Арина Покровская купила это платье специально, чтобы меня наебать, и у нее получилось на десять с плюсом, я поплыл как придурок и ничего не заподозрил. Поэтому и выбросил, чтобы не мозолило глаза.
Глеб собирается выдать ее замуж за кого-то из сыновей своих иностранных партнеров.
«Конечно, если ребята друг другу понравятся, Дем. Ну ты понимаешь, принуждать не буду».
Ребята, блядь…
Пусть выдает, меня это больше не касается. А то что саднит изнутри, так это моя уязвленная гордость. Еще бы, как пацана обвели вокруг пальца. Не знаю, что там Глебу рассказывала дочурка, хлопая своими наивными глазами, но мы с ней оба знаем — ебал я ее как взрослую. И для меня она больше никогда не будет дочкой Глеба. Она моя девочка, у которой я был первым. И то, что я делаю сейчас для Арины, я собирался делать для Иры. Потому что за свое я отвечаю.
Просто все намного проще, когда отмашку дал Глеб. Теперь для всех я выполняю его заказ. А то, что мы друзья, так для друзей всегда можно сделать скидку. Или применить бонус.
Покровский пересаживается в машину, подогнанную водителем, а я начинаю работать по списку. Номер первый у меня Исмаилов. Он сейчас в ночном клубе, а если мне повезет, туда приедут двое его дружков. Не повезет, я достану их из бара, где они зависают с вечера.
В клуб прохожу с черного входа, поправляю под пиджаком кобуру пистолета. Исмаилов в вип-кабинете, смотрит приват девушки с пилона. Придется прервать, не ждать же пока она дотанцует.
Рывком распахиваю дверь. Походу уже дотанцевали. Девушка стоит на коленях перед сопляком и облизывает его стояк.
— Давай, иди, в следующий раз дососешь, — машу пистолетом в сторону двери.
Девчонка испуганно отшатывается и с визгом убегает. Исмаилов поднимает глаза, и я понимаю, что он уже успел закинуться наркотой. Вот кого бы я утилизировал, и совесть моя и не пикнула бы.
— Выходим, Руслан, — подношу ствол к его носу, — только штаны надень. И не ори.

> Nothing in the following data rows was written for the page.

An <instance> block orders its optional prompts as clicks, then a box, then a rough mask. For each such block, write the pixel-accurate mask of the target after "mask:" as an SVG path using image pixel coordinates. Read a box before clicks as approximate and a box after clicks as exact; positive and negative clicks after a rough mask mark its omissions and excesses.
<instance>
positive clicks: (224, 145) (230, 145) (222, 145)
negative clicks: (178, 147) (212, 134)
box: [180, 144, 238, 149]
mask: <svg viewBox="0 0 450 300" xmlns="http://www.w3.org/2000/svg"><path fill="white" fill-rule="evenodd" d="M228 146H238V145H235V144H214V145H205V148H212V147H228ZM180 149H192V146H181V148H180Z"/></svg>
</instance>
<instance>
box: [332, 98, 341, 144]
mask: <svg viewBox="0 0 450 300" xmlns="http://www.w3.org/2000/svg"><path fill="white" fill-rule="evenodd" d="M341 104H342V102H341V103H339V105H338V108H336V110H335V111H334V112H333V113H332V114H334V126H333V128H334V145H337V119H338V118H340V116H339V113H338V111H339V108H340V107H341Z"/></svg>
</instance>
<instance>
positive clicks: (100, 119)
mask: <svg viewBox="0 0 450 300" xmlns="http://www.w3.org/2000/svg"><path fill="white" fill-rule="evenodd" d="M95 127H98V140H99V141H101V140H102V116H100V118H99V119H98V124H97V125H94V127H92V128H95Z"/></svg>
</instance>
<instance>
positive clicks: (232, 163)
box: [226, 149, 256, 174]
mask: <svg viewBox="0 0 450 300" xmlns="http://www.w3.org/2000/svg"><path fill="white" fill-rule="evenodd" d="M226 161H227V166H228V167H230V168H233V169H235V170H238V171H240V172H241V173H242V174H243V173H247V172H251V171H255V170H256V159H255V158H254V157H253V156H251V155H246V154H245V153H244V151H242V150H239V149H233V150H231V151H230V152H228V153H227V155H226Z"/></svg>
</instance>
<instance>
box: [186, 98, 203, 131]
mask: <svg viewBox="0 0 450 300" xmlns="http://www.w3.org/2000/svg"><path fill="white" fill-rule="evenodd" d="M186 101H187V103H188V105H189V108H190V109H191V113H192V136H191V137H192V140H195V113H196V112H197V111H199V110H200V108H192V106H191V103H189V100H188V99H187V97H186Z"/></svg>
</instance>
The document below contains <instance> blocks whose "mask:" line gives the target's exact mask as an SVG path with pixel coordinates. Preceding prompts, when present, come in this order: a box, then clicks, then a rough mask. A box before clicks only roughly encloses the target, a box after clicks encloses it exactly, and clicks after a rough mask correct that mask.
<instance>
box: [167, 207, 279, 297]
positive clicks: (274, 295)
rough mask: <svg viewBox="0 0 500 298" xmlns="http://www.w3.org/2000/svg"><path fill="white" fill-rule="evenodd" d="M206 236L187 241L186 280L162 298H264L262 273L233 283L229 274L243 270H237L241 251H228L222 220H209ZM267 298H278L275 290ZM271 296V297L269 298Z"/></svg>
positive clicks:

Жду пока он застегнет ширинку, выкручиваю руку, пистолет втыкаю в спину. Так и идем сквозь толпу извивающихся тел.
— Куда вы меня ведете? — на воздухе Исмаилов немного приходит в себя.
— Проедемся тут недалеко. Поговорим, — заталкиваю его в подъехавший микроавтобус без окон.

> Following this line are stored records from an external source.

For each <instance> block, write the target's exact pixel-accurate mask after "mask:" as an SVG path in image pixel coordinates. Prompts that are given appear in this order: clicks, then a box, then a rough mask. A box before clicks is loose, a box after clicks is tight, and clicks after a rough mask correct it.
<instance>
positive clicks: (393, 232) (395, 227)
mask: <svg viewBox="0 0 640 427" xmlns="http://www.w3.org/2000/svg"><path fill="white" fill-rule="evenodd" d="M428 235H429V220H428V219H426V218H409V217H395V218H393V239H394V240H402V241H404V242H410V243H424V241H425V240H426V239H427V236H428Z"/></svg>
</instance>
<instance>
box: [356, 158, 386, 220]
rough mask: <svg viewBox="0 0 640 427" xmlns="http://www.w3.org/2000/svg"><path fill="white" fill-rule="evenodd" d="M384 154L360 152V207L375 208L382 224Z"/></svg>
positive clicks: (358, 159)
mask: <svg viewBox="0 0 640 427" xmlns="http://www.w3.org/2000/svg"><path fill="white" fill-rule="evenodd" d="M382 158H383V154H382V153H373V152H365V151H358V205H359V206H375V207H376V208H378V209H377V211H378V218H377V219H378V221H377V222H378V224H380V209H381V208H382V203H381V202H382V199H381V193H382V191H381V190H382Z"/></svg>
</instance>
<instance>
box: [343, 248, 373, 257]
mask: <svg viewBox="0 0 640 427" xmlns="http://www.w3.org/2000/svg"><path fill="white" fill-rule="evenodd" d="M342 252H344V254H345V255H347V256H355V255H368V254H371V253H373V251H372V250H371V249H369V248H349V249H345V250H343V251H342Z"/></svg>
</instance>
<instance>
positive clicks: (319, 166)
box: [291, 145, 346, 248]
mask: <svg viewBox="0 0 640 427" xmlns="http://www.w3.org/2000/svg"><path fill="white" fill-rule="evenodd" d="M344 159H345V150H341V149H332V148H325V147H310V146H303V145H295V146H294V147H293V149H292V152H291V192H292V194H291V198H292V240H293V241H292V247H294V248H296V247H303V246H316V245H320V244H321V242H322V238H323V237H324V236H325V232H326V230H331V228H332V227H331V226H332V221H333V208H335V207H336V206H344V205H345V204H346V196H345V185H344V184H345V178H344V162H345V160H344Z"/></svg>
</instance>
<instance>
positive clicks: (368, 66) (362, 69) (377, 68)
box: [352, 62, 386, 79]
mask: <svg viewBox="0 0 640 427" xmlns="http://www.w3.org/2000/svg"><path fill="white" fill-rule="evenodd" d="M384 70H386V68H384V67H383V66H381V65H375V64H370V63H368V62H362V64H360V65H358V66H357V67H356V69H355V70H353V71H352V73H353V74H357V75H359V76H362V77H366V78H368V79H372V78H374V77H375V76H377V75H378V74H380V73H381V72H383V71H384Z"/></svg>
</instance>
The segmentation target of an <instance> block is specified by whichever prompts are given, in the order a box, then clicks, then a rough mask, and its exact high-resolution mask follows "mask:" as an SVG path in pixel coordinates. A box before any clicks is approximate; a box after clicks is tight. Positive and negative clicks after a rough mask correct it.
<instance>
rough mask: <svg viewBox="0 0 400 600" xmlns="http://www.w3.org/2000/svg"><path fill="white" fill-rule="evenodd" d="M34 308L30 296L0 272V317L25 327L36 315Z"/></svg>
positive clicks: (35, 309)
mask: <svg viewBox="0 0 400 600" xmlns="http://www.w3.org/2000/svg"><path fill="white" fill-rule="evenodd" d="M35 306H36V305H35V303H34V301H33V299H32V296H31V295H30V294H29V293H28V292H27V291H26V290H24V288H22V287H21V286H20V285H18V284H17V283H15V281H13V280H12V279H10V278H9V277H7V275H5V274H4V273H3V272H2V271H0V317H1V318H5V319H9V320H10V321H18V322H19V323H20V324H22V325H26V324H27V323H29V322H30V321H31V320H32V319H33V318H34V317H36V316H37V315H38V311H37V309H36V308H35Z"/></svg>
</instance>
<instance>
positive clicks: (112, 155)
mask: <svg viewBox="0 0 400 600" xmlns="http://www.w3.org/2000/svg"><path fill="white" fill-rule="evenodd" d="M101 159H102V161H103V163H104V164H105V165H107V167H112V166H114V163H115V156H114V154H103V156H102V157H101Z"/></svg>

Там уже сидят двое в наручниках, мои помощники постарались. Значит в бар мы уже не едем. Следующий пункт Бортников. Парнишка дома, ему нужно позвонить и вызвать на разговор.
Выхожу из машины, микроавтобус останавливается рядом. Отодвигаю дверь, они все трое жмутся в противоположному углу. Волной подкатывается тошнота. Ссыкливая гопота, какие же они все ссыкливые…
— Звони, — протягиваю телефон Руслану, — скажи своему дружку, что есть важный разговор о Покровской. Что ты ждешь его внизу. Пусть выходит. Вякнешь еще что-то, пристрелю на месте.
Они готовы сваливать все друг на друга, сдать друг друга сразу же, и я только укрепляюсь в убеждении, что детей здесь давно нет. Есть вполне устоявшиеся личности, чья мораль существует только в воображении их родителей.
Паша Бортников идет четвертым в микроавтобус, и мне поступает сигнал от помощников, что пятый на месте. Отлично, тогда едем.
Забираюсь в салон микроавтобуса, смотрю на испуганные лица. Пробую взять себя в руки, получается с трудом. Не могу не думать о том, что лучше я. Глеб тоже не может не согласиться, что при всех раскладах лучше, что это был я. Что бы мы с ним оба сейчас делали, если бы это были они?
Я бы на его месте наверное убивал. Но я никогда не буду на его месте. У меня нет дочери и не будет. Таким как я нельзя иметь детей, это первый и главный рычаг воздействия.
Смог бы я сейчас чувствовать себя на таком драйве, если бы знал, что мой ребенок может за это поплатиться?
Нет, никогда.
— Куда вы нас везете? — спрашивает Бортников. Он не то чтобы самый смелый, просто до конца не верит, что я могу жестить. А зря.
— Увидишь, — отвечаю, с преувеличенным вниманием разглядывая пистолет и стирая с него невидимые пылинки.
Микроавтобус сворачивает в лес и минут через двадцать тормозит.
— Выходим, — командую, открывая двери.
Подходят мои помощники, все в масках, как положено. Спектакль отыгрывается с соблюдением всех декораций. Подъезжает внедорожник, оттуда выходит Глеб и выводит пятого, Переверзева.
— Ну что, все в сборе? — широко улыбаюсь и потираю руки. — Можем начинать?